KI und Supercomputer klären das Myon-Rätsel
Jülicher Supercomputer haben eine langjährige Unstimmigkeit in der Teilchenphysik neu eingeordnet. Ein internationales Forschungsteam hat die magnetischen Eigenschaften des Myons mit bislang besonders hoher Genauigkeit berechnet. Das Myon ist ein kurzlebiges Elementarteilchen und ein schwererer Verwandter des Elektrons. Sein magnetisches Verhalten galt seit mehr als zwei Jahrzehnten als möglicher Hinweis auf Physik jenseits des Standardmodells.

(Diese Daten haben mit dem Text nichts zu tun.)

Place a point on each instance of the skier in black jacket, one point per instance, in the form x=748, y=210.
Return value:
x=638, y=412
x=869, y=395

Für die nun in Nature veröffentlichte Arbeit nutzten die Forschenden unter anderem die Jülicher Supercomputer JUWELS, JURECA und JUPITER. JUPITER ist Europas erster Supercomputer der Exascale-Klasse. Solche Systeme erreichen eine Rechenleistung, die klassische wissenschaftliche Modellierung in Bereiche führt, die ohne Hochleistungsrechnen kaum zugänglich wären.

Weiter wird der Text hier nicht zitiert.